Can acceleration depend linearly on velocity? Is it possible that acceleration may vary linearly with velocity. Is it practically possible, if so is there a practical example of it?
By integration I was able to verify that for the above case to hold true, we need velocity to depend linearly on position, but the question remains there that is it practically possible or it is a mere theoretical situation?
 A: One of the basic elements (along with masses and springs) used to model mechanical systems is the damper, which provides force equal to the relative velocity of its two ends.
Real world implementations are dashpots and hydraulic or pneumatic dampers use in vehicle suspensions, aka shock absorbers or gas struts.
A: It is certainly possible for force to vary linearly with velocity. You could easily construct a scenario to make this happen. The easiest way to construct such a scenario would be with an electric motor where you control the power based on the velocity.
Since $P=F\cdot v$ then if $F=kv$ we have $P=kv^2$. So if you simply monitor your velocity and deliver power at a rate $P=kv^2$ then you would have a force linearly related to velocity.
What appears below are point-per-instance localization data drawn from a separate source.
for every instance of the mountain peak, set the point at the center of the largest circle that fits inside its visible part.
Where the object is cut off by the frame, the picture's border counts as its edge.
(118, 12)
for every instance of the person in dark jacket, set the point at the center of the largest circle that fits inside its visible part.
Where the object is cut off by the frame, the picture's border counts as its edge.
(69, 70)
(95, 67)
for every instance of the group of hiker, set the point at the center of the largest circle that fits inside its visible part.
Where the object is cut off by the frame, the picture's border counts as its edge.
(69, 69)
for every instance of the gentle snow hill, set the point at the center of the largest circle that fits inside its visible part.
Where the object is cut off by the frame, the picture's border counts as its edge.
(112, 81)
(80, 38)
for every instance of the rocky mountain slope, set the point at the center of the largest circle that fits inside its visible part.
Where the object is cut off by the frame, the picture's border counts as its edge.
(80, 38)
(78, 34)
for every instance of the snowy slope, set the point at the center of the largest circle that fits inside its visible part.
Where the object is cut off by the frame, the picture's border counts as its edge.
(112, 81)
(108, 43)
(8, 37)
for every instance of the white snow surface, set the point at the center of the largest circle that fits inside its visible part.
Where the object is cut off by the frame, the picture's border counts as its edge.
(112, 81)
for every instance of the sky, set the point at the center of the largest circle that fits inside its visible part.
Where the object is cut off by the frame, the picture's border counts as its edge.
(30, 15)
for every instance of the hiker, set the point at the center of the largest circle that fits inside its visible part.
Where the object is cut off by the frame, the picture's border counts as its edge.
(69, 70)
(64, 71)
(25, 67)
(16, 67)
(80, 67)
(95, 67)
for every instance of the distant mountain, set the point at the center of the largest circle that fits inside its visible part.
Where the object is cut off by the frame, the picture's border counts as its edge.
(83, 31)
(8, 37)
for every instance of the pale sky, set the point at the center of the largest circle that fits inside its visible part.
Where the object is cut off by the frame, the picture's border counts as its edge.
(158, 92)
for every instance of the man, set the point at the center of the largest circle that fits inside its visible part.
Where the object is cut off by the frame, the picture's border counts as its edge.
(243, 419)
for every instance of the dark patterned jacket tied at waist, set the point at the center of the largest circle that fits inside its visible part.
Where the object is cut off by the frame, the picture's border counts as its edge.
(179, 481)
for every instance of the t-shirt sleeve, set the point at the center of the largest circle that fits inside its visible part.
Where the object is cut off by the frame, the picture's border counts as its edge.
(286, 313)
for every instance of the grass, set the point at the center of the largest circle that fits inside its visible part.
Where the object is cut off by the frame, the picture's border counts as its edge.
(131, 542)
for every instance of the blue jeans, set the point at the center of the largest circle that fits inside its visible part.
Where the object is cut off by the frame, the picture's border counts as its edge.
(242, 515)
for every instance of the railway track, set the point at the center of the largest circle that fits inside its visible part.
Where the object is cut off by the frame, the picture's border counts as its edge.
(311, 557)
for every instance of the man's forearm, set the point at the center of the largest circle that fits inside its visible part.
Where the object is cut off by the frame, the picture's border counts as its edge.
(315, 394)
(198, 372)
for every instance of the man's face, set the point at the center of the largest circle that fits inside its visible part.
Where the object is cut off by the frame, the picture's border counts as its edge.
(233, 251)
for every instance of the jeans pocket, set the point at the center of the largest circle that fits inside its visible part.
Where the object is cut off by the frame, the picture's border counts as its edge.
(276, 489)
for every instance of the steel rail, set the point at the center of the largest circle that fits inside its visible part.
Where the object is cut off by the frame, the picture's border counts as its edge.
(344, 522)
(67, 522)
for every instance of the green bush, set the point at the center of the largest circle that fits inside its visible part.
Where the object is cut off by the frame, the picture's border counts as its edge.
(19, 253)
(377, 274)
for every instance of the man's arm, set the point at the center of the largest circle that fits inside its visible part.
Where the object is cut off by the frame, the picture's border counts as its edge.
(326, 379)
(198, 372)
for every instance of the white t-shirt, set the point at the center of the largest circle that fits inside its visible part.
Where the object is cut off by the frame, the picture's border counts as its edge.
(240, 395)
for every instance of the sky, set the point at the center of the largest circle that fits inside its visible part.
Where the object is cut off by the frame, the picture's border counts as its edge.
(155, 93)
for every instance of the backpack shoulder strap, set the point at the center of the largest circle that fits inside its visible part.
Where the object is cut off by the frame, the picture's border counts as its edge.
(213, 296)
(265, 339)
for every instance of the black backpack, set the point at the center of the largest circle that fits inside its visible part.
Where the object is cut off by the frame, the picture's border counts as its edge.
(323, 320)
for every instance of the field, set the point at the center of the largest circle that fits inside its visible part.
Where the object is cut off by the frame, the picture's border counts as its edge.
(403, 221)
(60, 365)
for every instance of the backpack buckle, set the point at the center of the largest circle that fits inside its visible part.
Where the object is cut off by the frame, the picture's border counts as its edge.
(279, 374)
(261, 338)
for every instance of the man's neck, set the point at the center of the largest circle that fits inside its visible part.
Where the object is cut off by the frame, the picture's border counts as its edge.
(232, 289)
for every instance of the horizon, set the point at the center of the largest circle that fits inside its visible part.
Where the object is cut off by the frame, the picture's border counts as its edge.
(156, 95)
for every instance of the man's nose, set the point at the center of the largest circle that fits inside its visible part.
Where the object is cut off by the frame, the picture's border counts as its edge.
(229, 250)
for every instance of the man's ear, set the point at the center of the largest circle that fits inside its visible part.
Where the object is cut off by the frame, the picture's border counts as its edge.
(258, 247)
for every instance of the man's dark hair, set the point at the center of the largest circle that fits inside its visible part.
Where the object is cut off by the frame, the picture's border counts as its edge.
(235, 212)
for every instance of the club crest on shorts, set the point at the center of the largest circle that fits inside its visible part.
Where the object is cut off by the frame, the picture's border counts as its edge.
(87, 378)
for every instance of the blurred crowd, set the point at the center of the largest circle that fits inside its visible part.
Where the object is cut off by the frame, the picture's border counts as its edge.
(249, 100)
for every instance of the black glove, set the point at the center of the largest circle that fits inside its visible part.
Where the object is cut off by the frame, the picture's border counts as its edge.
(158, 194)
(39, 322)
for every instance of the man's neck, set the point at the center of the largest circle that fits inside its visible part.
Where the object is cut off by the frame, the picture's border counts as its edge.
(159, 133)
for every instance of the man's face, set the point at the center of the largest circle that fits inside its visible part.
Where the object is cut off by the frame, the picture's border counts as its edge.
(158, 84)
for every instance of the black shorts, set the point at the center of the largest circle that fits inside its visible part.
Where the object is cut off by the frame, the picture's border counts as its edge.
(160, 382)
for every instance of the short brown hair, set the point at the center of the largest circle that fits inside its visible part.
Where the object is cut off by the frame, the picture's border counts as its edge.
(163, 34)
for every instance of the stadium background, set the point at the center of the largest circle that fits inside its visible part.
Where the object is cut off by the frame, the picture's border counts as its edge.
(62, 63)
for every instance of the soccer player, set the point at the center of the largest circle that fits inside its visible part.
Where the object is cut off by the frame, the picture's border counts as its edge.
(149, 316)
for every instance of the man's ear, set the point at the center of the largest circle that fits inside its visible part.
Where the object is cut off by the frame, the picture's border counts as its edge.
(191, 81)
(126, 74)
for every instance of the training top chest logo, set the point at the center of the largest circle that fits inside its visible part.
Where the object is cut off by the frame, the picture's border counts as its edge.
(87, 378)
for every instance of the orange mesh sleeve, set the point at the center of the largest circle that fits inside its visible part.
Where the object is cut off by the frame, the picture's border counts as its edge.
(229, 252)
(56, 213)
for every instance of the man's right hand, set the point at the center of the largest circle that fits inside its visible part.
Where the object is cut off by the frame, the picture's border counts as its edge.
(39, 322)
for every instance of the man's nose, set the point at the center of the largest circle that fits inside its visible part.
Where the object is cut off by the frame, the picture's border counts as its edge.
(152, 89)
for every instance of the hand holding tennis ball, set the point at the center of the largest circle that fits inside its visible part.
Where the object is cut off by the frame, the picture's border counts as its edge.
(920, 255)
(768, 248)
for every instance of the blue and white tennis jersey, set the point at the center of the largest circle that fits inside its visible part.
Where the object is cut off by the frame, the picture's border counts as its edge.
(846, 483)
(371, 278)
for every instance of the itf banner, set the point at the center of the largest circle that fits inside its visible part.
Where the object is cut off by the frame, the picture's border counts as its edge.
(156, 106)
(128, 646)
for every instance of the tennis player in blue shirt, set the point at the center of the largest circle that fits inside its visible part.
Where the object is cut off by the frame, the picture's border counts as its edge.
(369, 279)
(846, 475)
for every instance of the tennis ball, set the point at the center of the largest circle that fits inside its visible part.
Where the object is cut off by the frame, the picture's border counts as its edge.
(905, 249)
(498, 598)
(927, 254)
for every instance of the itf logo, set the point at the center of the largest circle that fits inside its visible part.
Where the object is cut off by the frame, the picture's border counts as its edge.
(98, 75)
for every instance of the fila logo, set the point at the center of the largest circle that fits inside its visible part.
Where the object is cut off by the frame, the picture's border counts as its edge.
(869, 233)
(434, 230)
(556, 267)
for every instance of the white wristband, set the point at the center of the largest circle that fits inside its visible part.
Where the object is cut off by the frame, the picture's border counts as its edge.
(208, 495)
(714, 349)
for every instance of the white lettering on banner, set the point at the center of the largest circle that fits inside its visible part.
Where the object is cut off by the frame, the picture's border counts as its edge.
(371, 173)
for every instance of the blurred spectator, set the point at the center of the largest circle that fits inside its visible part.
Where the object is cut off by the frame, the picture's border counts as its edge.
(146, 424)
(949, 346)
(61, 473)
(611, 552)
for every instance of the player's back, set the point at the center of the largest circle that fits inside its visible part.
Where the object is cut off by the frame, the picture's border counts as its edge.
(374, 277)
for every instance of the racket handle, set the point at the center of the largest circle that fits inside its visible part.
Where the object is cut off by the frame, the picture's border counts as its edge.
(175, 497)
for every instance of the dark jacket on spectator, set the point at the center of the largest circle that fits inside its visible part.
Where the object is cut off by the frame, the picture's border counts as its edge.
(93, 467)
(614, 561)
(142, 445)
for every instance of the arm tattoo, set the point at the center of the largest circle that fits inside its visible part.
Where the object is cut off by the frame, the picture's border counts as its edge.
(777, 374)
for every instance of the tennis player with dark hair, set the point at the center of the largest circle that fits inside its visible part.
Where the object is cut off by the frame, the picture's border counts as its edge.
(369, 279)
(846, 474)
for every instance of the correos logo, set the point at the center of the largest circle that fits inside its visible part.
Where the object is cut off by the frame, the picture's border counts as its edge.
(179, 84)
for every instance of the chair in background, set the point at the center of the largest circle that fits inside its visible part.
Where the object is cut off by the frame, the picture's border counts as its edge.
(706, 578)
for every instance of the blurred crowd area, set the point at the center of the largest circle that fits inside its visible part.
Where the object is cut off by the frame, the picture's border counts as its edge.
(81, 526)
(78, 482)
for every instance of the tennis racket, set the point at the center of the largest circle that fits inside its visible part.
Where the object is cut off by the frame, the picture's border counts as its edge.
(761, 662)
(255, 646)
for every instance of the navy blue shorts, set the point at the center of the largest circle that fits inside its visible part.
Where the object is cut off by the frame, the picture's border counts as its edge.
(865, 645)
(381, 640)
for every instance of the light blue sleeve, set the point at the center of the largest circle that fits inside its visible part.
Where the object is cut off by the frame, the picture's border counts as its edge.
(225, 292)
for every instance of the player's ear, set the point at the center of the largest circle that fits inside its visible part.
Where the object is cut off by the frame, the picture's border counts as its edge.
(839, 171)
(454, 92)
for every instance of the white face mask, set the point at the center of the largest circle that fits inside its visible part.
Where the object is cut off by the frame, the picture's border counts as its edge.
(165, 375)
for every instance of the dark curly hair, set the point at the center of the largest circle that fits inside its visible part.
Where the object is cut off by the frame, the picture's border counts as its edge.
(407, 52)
A: Consider the ideal dash-pot or the real-life damper. These devices produce a resistance force proportional to speed.
$$ F  =- c\, v $$
Coupled with a spring and a mass, it produces the damped spring-mass system that is a very common device.
The force above is the result of oil squeezing through a narrow passageway (usually the outside of a cylinder) with very laminary flow. The governing process is called Couette Flow and produces a linear relationship between shear stress in the fluid and velocity gradient. The gradient is proportional to the speed on one side of the damper, and the shear stresses proportional to the applied force.
A: Yes, air resistance at low velocities is one such example, but I'm sure that there are others. For an object moving at a suitably low velocity, the drag on the object is given by $$\vec{F} = - b \vec{v} ,$$ which of course means that the acceleration is varying linearly with the velocity. This is the sort of drag experienced by an object moving slowly in a laminar fluid, i.e. when we have very low Reynolds number.
A: For a charged ($q$) particle ($m$) in a magnetic field ($B_i$), the acceleration ($a_i$) is:
$$ a_i = \frac 1 m F_i= \frac 1 m [-q\epsilon_{ijk}B_jv_k ]$$
or explicitly as a linear operator:
$$ a_i =\big[\frac{-q} m\epsilon_{ijk}B_j\big]v_k$$
A: I like your question because, besides the technical side, it gives us a good example of one of the many ways mathematics and physics interact. What you are asking is if the ordinary differential equation $\frac{d^2 x(t)}{dt^2} = k \frac{dx(t)}{dt}$, ($k$ a real constant) with some kind of initial conditions, has a physical meaning in Newtonian mechanics. If we use, for example, $x(0) = 1$ and $v(0) = 1$ we can see that the solution exists and it is an exponential.
Now the question comes: does this exponential solution represents a valid Newtonian physical movement of a particle? At least as far as $k > 0$ i think the answer is yes, as the previous answers have shown for concrete cases.